Stranderlebnis


Eines heißen Sommertages fand ich im weißen Sand ein kleines Bleipferdchen. Das mochte ein Kind beim Spiel verloren haben – und nun tauchte es auf einmal als etwas Hartes in meinen Fingern auf, im Sand, den ich spielerisch durch meine Hände hatte gleiten lassen. Es war grau und hatte ein possierliches Hintergestell. Ich stellte es auf den Kopf, baute ihm einen Stall – und weil die Sonne schien und ich schließlich gar nichts mehr mit ihm anzufangen wußte, glättete ich mit der Hand eine kleine ebene Fläche und drückte die flache Gestalt des Pferdes darin viele Male hintereinander ab: einmal, zweimal, dreimal, viermal ...

»Weißt du, was du da machst?« fragte mein gelehrter Freund Jakopp. »Nein«, sagte ich verwundert. »Du ahmst dem alten Gutenberg nach – so hat der auch angefangen: eine starre Form und dann ihr unveränderter Abklatsch.

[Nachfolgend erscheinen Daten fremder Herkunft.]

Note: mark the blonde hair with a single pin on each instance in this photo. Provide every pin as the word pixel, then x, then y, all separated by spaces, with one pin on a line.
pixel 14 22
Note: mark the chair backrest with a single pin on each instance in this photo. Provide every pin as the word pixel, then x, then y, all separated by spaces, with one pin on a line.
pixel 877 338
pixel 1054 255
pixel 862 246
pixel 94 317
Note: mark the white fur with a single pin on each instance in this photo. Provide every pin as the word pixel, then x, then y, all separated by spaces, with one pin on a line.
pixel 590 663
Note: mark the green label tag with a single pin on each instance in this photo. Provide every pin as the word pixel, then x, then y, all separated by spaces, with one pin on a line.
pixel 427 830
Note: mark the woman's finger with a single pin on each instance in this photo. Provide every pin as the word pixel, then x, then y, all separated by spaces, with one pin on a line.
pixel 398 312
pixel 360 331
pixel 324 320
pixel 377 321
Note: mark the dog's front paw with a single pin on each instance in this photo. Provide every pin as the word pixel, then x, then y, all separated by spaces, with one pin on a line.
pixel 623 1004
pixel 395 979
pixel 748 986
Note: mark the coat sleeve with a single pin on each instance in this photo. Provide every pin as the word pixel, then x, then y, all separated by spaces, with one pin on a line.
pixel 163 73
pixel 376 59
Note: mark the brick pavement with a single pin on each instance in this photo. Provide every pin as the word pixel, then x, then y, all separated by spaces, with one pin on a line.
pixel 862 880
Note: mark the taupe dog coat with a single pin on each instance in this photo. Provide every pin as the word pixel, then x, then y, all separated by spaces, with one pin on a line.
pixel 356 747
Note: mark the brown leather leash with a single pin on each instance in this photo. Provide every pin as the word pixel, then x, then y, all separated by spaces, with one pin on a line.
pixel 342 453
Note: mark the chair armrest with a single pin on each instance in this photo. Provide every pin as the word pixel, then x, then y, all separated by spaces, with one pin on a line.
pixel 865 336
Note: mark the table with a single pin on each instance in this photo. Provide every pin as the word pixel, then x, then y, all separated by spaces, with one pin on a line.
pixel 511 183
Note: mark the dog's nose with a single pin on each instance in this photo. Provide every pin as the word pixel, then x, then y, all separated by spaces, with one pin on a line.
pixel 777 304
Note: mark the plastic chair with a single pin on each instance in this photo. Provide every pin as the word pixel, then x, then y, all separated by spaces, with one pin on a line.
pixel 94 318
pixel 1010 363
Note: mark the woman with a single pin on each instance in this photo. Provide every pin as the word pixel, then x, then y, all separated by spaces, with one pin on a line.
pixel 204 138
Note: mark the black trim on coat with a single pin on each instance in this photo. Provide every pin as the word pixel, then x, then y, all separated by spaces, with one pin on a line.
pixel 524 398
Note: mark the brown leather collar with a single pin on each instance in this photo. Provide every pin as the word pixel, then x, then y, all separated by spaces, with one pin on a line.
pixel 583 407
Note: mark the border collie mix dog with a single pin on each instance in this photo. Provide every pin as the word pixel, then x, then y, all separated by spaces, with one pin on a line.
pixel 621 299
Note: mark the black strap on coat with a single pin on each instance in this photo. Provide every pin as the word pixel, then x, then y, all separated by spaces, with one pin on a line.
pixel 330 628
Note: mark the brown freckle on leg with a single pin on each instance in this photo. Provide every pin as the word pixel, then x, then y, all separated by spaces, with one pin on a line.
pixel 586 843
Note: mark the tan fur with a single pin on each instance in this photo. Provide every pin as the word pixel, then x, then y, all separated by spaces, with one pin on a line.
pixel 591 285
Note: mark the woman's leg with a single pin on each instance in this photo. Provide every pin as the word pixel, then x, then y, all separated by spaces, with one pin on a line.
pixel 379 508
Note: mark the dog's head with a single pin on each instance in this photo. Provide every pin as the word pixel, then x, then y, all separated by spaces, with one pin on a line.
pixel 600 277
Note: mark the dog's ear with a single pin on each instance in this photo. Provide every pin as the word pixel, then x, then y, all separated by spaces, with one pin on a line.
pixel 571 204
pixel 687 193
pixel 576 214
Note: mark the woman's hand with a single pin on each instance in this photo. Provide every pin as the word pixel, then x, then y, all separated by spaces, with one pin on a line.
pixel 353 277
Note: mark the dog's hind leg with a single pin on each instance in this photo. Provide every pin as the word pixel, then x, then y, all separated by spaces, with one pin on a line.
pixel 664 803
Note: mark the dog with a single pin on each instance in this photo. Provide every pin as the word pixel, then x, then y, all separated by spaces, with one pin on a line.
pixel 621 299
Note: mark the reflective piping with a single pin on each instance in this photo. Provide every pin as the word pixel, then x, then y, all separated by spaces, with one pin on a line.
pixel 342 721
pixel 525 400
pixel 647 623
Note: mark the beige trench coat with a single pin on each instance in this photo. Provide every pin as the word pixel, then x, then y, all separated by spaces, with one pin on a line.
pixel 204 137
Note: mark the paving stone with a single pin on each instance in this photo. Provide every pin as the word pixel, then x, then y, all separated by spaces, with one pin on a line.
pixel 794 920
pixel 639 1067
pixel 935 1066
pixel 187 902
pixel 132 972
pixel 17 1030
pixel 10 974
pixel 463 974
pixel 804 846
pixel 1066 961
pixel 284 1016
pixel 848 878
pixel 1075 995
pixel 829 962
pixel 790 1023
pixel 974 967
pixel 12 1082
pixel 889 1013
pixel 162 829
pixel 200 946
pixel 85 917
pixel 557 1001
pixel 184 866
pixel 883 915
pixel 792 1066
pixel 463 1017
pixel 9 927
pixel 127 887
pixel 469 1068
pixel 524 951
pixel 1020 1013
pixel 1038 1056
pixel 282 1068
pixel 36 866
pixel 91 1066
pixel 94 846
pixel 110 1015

Das da, deine Figuren im Sande – sie sind die Anfänge der Druckschrift, des Buches, der Presse.«

Und ich sah mir die weiße Sandfläche an mit den vielen Pferdchenabdrücken – eins, zwei, drei, vier – und ich sah auf das eine Pferdchen in meiner Hand und dachte so, wie ich mühelos und mit ein paar Griffen aus einem Tier vier gemacht hatte ...

Und da wußte ich, dass Jakopp recht hatte: das war wirklich das Wesen der Presse.

 

 

Peter Panter

Die Weltbühne, 30.09.1920, Nr. 40, S. 375.